A recent editorial is making news in Malaysia. According to Free Malaysia Today (FMT), the Umno government in Malaysia is making scapegoats of Christians in order to turn attention away from their own failures.
The original scapegoat (Azazel of Leviticus 16) was an innocent goat who had the sins of Israel put upon its head and was sent away from the camp, signifying a removal of sins from God’s people. Since then, anyone who has taken the blame for another has been referred to as a scapegoat.
FMT argues that Christians are now being asked to take the fall for the sins of Malaysia’s government leaders. Things are going poorly in an increasingly Muslim Malaysia, so why not blame the Christians? Whether the accusations against Christians are true, these charges against Christians are nothing new.
From the beginning, Christians have been blamed: for unrest in Jerusalem (Acts 5); for social ills in Philippi (Acts 16:19ff); and for political unrest in Thessalonica (Acts 17:5ff). Less than four decades after the death of Christ, Christians were blamed for the destruction of Rome. Nero famously accused Christians of causing Rome to burn in 64 A.D. From that time forward, Christians were routinely considered a plague blighting an otherwise pristine and glorious Rome.
By the end of the 4th Century, Augustine had arrived on the Christian scene and finally had enough of the accusations against Christians. As a result, he wrote his epic defense of Christianity, The City of God. In that work, Augustine specifically addressed the folly of blaming Christians for the ills of Rome. Christians, according to Augustine, actually brought light into the darkness of Rome. Consider this paragraph from the City of God (Book I, Chapter 7):
St. Augustine Window Gnu Free License (source: Wikipedia)
All the spoiling then which Rome was exposed to in the recent calamity—all the slaughter, plundering, burning, and misery—was the result of the custom of war. But what was novel, was that savage barbarians showed themselves in so gentle a guise, that the largest churches were chosen and set apart to whom quarter was given, and that in them none were slain, from them none forcibly dragged… Whoever does not see that this is to be attributed to the name of Christ, and to the Christian temper, is blind; whoever sees this, and gives no praise, is ungrateful; whoever hinders any one from praising it, is mad.
Augustine pointed out that Christians brought humanity to war through their church ministries. Still, Augustine understood that Christians would be easy targets as scapegoats. He also understood that Christians had an obligation to be good citizens in the city of man precisely because they already were citizens of the city of God. This clash between ruling powers and Christian citizens did not end with the fall of the Roman empire; it continued on.
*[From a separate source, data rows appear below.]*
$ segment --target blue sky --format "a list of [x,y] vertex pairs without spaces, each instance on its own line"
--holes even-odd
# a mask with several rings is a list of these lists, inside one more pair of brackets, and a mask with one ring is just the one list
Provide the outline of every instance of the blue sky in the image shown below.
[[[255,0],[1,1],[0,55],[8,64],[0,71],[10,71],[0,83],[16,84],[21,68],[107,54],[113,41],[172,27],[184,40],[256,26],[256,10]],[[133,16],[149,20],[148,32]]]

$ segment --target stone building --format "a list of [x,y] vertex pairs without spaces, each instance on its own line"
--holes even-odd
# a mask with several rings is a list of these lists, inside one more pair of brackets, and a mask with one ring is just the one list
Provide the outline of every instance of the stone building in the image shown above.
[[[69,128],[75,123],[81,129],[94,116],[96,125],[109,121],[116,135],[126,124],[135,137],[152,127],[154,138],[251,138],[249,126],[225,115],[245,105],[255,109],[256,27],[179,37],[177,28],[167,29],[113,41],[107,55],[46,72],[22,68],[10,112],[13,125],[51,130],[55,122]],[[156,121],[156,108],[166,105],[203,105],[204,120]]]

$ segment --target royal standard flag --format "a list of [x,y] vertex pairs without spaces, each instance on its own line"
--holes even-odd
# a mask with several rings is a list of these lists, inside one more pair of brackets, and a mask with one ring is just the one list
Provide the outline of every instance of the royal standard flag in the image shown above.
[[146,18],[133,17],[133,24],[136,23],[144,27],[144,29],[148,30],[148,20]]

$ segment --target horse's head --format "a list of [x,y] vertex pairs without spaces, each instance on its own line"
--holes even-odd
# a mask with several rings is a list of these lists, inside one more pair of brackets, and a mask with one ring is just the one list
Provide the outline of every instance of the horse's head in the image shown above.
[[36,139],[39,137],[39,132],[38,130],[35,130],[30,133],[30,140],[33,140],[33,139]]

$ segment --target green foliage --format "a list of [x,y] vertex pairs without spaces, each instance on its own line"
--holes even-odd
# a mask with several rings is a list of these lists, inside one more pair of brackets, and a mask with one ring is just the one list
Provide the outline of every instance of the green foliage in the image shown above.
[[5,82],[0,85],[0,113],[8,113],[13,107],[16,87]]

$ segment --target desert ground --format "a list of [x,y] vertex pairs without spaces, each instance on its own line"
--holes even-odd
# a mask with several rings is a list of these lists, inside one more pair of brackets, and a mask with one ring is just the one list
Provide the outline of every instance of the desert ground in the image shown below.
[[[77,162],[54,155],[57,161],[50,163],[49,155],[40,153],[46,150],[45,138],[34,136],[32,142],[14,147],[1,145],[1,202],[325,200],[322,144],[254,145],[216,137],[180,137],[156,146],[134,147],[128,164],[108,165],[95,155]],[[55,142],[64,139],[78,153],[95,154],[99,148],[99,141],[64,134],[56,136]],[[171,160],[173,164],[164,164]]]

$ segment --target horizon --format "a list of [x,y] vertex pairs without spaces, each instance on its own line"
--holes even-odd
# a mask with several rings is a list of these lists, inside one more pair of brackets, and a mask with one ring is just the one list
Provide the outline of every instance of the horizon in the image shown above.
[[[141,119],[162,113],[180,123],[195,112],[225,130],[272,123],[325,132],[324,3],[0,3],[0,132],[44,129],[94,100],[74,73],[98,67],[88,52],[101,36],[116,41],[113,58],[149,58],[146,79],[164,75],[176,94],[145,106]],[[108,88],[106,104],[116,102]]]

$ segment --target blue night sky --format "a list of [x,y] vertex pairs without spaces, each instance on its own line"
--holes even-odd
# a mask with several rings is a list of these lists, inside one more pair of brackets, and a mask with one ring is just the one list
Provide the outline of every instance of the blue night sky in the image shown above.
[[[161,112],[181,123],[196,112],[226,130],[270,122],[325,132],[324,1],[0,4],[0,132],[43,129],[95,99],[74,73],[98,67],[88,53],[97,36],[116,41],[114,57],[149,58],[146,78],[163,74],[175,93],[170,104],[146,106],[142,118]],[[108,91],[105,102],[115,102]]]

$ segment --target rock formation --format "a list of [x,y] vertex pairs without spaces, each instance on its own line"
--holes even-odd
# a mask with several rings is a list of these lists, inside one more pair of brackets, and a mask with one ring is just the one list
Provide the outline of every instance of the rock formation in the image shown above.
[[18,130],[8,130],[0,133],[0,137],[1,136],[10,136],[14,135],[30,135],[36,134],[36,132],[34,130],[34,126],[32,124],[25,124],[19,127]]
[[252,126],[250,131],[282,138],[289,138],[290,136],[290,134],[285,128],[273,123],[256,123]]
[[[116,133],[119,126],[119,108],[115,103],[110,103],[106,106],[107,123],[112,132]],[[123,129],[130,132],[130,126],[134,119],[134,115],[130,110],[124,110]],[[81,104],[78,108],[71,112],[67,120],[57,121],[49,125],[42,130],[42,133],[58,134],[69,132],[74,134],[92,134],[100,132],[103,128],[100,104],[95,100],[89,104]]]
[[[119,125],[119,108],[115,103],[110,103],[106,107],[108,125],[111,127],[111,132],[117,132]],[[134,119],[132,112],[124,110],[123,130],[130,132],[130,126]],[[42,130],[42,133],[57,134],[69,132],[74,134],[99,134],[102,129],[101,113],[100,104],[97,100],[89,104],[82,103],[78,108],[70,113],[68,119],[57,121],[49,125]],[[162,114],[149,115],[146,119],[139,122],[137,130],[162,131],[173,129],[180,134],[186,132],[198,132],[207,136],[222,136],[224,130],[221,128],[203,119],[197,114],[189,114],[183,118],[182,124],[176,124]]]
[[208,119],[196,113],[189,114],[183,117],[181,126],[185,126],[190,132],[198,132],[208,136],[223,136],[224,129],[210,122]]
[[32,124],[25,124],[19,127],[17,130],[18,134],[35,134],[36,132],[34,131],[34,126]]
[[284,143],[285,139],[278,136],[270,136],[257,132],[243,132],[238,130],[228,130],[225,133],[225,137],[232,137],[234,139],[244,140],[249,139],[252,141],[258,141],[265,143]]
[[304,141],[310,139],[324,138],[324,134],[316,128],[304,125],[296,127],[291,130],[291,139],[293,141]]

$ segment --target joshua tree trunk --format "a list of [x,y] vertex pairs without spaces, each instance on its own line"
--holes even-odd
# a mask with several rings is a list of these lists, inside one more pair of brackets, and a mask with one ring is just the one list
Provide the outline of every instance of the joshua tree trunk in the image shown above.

Few people realize that John Calvin was not motivated to write his systematic theology for the purpose of fueling five centuries of debate in the western tradition of Christianity. Calvin actually wrote his Institutes of the Christian Religion to defend Christians from the persecution they were receiving at the hands of European rulers. Christians were again being blamed for political unrest, and Calvin took up the pages of the Institutes for the purpose of stopping the slaughter. In his preface, Calvin addressed King Francis with these words about his reasons for writing:
For ungodly men have so far prevailed that Christ’s truth, even if it is not driven away scattered and destroyed, still lies hidden, buried and inglorious. The poor little church has either been wasted with cruel slaughter or banished into exile, or so overwhelmed by threats and fears that it dare not even open its mouth. And yet, with their usual rage and madness, the ungodly continue to batter a wall already toppling and to complete the ruin toward which they have been striving. Meanwhile no one comes forward to defend the church against such furies…
Calvin, obviously, hoped the Institutes would defend the church against the furies of persecution. What’s happening in Malaysia has happened before. There is nothing new under the sun with regard to persecution. I am not surprised to read that the same scapegoating of Christians is continuing in Malaysia, but I am anxiously awaiting the next Augustine or Calvin to come to the aid of the Bride of Christ.
Then again, maybe we don’t need a single great man. Maybe, instead, we need the Lord to raise up an army of people like us to oppose injustice and exalt Christ. Why not us? History is certainly on our side. Even if history were against us, Christ would still be for us.